Skip to content

Github

Setup

Collect files or issues from a GitHub repository and archive them using TransferPipeline.

GithubGenerator traverses the repository file tree (target="code") or lists issue threads (target="issues"). GithubFetcher downloads the raw content of each file (decoded as UTF-8 where possible) or formats each issue as a Markdown document with title, body, labels, and comments.

Install the dependency before running with a real repository:

Bash
pip install PyGithub
python quick_start_github.py

The example below mocks all GitHub API calls so it runs without a token. Remove setup_mock(), set GITHUB_TOKEN, and update source to go live.

Personal Access Token (PAT): Required for private repositories. For public repositories it avoids rate-limiting. Create one at https://github.com/settings/tokens.

Python
import json
import os
import sys
from unittest.mock import MagicMock

from sayou.brain.pipelines.transfer import TransferPipeline

OUTPUT_DIR = "./sayou_archive/github"

Mock Setup

GithubGenerator calls Github(auth=…).get_repo(…).get_contents(path).

The mock returns two Python files at the root and raises a different response when a specific sub-path is requested (simulating a directory entry with nested files).

GithubFetcher calls repo.get_contents(file_path) and reads .decoded_content.

The same mock is reused for both target="code" and target="issues".

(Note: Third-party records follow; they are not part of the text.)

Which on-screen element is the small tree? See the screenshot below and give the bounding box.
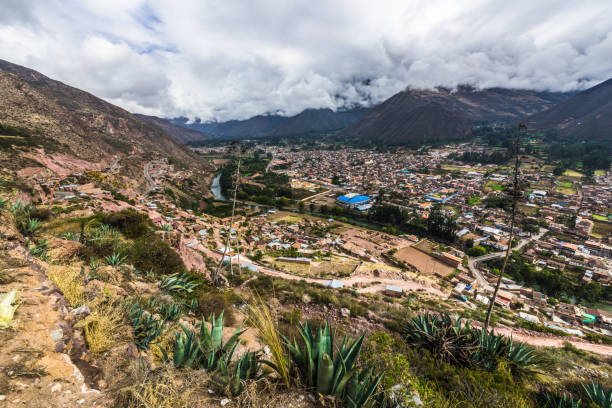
[484,123,526,330]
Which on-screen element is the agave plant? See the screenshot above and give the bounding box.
[159,272,200,295]
[30,239,49,261]
[472,328,509,371]
[504,338,543,381]
[404,313,478,366]
[129,305,165,350]
[9,200,32,216]
[173,312,244,371]
[280,322,382,407]
[542,392,582,408]
[159,302,183,321]
[582,382,612,408]
[219,351,266,396]
[104,252,127,267]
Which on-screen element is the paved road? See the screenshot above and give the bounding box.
[468,228,548,292]
[144,162,157,195]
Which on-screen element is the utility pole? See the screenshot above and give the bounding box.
[484,122,526,330]
[212,142,246,283]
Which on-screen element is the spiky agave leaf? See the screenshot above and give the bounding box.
[542,392,583,408]
[582,382,612,408]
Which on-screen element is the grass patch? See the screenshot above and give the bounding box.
[77,297,130,355]
[592,221,612,237]
[48,265,85,307]
[563,169,584,178]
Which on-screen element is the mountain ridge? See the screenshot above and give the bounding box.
[341,85,569,144]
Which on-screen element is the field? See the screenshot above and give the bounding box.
[395,247,455,276]
[467,196,480,205]
[555,186,576,195]
[484,180,504,191]
[518,204,538,215]
[592,221,612,237]
[563,169,584,178]
[271,214,304,224]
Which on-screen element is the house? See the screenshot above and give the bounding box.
[383,285,404,297]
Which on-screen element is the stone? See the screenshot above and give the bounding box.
[49,329,64,342]
[70,305,91,318]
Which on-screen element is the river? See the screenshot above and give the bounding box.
[210,173,228,201]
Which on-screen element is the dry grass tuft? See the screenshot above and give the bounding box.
[47,265,85,307]
[115,363,212,408]
[77,296,131,355]
[247,296,291,388]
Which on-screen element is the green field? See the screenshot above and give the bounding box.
[555,186,576,195]
[563,169,584,178]
[467,196,480,205]
[591,221,612,238]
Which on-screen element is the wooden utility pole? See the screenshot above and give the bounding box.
[484,122,526,330]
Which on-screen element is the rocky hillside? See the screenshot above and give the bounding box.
[527,79,612,140]
[343,86,569,144]
[170,108,369,138]
[134,113,210,144]
[0,60,195,169]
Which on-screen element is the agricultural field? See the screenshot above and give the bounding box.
[484,180,504,191]
[395,246,455,276]
[591,221,612,238]
[563,169,584,179]
[555,186,577,195]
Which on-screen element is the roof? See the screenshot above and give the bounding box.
[338,195,370,204]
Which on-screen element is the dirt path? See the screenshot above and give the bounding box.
[0,240,104,408]
[495,327,612,356]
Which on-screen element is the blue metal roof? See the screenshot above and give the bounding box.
[338,195,370,204]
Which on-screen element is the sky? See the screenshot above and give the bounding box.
[0,0,612,121]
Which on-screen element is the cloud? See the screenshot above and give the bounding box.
[0,0,612,120]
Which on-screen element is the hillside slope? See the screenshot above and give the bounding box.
[342,86,569,144]
[527,79,612,140]
[0,60,196,167]
[169,108,369,138]
[134,113,210,144]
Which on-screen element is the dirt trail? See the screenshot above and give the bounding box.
[0,240,104,408]
[495,327,612,356]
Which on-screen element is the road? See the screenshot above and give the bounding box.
[264,155,274,173]
[468,228,548,292]
[144,162,157,195]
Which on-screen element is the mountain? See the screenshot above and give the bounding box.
[342,86,569,144]
[526,79,612,140]
[0,60,197,169]
[169,108,369,138]
[134,113,210,144]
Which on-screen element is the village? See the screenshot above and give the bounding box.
[32,142,612,346]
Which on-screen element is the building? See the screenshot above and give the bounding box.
[336,193,372,211]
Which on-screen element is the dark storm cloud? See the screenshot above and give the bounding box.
[0,0,612,120]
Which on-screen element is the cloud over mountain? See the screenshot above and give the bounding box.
[0,0,612,120]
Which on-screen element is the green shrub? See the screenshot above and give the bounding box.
[128,234,185,275]
[197,292,236,326]
[103,209,153,238]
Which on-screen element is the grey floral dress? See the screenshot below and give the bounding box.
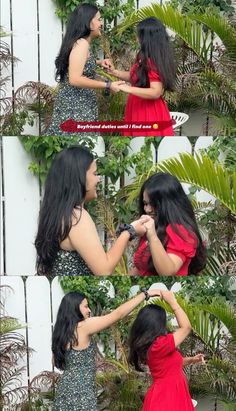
[52,342,97,411]
[46,53,98,137]
[50,249,93,277]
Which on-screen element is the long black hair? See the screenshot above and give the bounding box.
[129,304,167,371]
[139,172,206,274]
[55,3,98,81]
[35,146,93,275]
[135,17,175,91]
[52,291,86,370]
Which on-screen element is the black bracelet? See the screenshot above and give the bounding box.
[104,78,111,96]
[116,224,137,241]
[141,287,150,301]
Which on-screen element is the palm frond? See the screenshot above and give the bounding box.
[190,13,236,59]
[122,153,236,214]
[118,3,210,64]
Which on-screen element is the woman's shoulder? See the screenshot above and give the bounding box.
[72,206,93,225]
[166,224,197,245]
[148,333,175,356]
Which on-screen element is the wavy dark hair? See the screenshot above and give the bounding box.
[52,291,86,370]
[55,3,98,81]
[129,304,167,371]
[139,172,206,274]
[135,17,176,91]
[35,146,93,275]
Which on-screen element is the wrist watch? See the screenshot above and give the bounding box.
[141,287,150,301]
[104,78,111,96]
[116,224,137,241]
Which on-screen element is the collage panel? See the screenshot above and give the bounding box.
[1,0,236,137]
[1,276,236,411]
[1,136,235,278]
[0,0,236,411]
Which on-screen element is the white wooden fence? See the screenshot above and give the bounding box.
[0,137,212,275]
[1,0,218,136]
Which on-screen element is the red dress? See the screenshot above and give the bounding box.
[142,334,194,411]
[133,224,197,276]
[123,63,174,136]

To switch to live mode: delete this function and its call below.

Python
def setup_mock():
    mock_file_1 = MagicMock()
    mock_file_1.type = "file"
    mock_file_1.path = "src/pipeline.py"
    mock_file_1.name = "pipeline.py"
    mock_file_1.size = 8192
    mock_file_1.decoded_content = (
        b"# ChunkingPipeline\nclass ChunkingPipeline:\n    pass\n"
    )

    mock_file_2 = MagicMock()
    mock_file_2.type = "file"
    mock_file_2.path = "src/splitter.py"
    mock_file_2.name = "splitter.py"
    mock_file_2.size = 4096
    mock_file_2.decoded_content = (
        b"# RecursiveSplitter\nclass RecursiveSplitter:\n    pass\n"
    )

    mock_repo = MagicMock()
    mock_repo.get_contents.side_effect = lambda path: (
        [mock_file_1, mock_file_2] if path == "" else mock_file_1
    )

    # Issue mock (used when target="issues")
    mock_issue = MagicMock()
    mock_issue.number = 42
    mock_issue.title = "Improve chunking throughput by 30%"
    mock_issue.body = "Profile the recursive splitter hot path."
    mock_issue.state = "open"
    mock_issue.html_url = "https://github.com/sayouzone/sayou-fabric/issues/42"
    mock_issue.user.login = "alice"
    mock_issue.labels = []
    mock_issue.get_comments.return_value = []
    mock_repo.get_issues.return_value = [mock_issue]

    mock_g = MagicMock()
    mock_g.get_repo.return_value = mock_repo

    mock_auth = MagicMock()
    mock_github = MagicMock()
    mock_github.Github.return_value = mock_g
    mock_github.Auth = mock_auth

    sys.modules["github"] = mock_github

Collect Repository Code

source format: github://{owner}/{repo}

Use path to restrict traversal to a sub-directory within the repository. Use extensions to collect only specific file types. limit=0 means no cap on file count.

Python
setup_mock()

stats_code = TransferPipeline.process(
    source="github://sayouzone/sayou-fabric",
    destination=f"{OUTPUT_DIR}/code",
    strategies={"connector": "github"},
    token=os.environ.get("GITHUB_TOKEN", "ghp-mock-token"),
    target="code",
    path="src",
    extensions=[".py"],
    limit=50,
)

print("=== Collect Repository Code ===")
print(json.dumps(stats_code, indent=2))

Collect Issues

Switch to target="issues" to collect issue threads instead of source files. Each issue is archived as a self-contained Markdown document.

Python
setup_mock()

stats_issues = TransferPipeline.process(
    source="github://sayouzone/sayou-fabric",
    destination=f"{OUTPUT_DIR}/issues",
    strategies={"connector": "github"},
    token=os.environ.get("GITHUB_TOKEN", "ghp-mock-token"),
    target="issues",
    limit=20,
)

print("=== Collect Issues ===")
print(json.dumps(stats_issues, indent=2))

Validate Output

Code files are archived with their original extension. Issue files are Markdown documents. Inspect a sample to confirm the content is correct.

Python
for label, subdir in [("code", "code"), ("issues", "issues")]:
    path = os.path.join(OUTPUT_DIR, subdir)
    if os.path.isdir(path):
        files = [n for n in os.listdir(path) if os.path.isfile(os.path.join(path, n))]
        print(f"\n[{label}] Archived {len(files)} file(s) in '{path}'.")
        if files:
            sample = os.path.join(path, files[0])
            with open(sample, encoding="utf-8") as f:
                print(f.read(300))